4. The apparatus of claim 1,

which further comprises a display unit, and

in which when said notification module notifies the apparatus of the feedback information, said display unit displays the feedback information.

5. A health check method used in an information processing apparatus including an optical disk drive and a power supply module configured to supply power to the information processing apparatus, comprising:

predetermining a condition for status information of the optical disk drive and storing feedback information defined for each condition in a storage module;

starting acquisition of the status information of the optical disk drive when the power supply module supplies power to the information processing apparatus; and

notifying the apparatus of the feedback information which is read from the storage module in correspondence with the condition when the acquired status information of the optical disk drive matches the condition.

6. The method of claim 5, wherein the acquired status information of the optical disk drive is collected, and the condition is updated based on the collected status information of the optical disk drive.

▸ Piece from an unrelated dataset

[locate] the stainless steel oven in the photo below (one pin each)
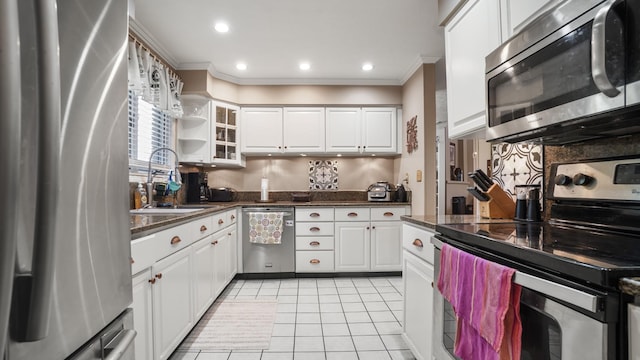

7. The method of claim 5, wherein the status information of the optical disk drive is at least one of temperature information of the optical disk drive, eccentricity information of a rotating shaft of the optical disk drive, mass eccentricity information of the rotating shaft of the optical disk drive, wobbling information of a rotating plane of the optical disk drive, and output value information of a laser diode of the optical disk drive.

8. A storage medium which records a program used in an information processing apparatus including an optical disk drive and a power supply module configured to supply power to the information processing apparatus, the program causing a computer to execute:

a storage procedure of determining a condition for status information of the optical disk drive in advance and storing feedback information defined for each condition in a storage module;

an acquisition procedure of starting acquisition of the status information of the optical disk drive when the power supply module supplies power to the information processing apparatus; and

a notification procedure of notifying the apparatus of the feedback information which is read from the storage module in correspondence with the condition when the acquired status information of the optical disk drive matches the condition.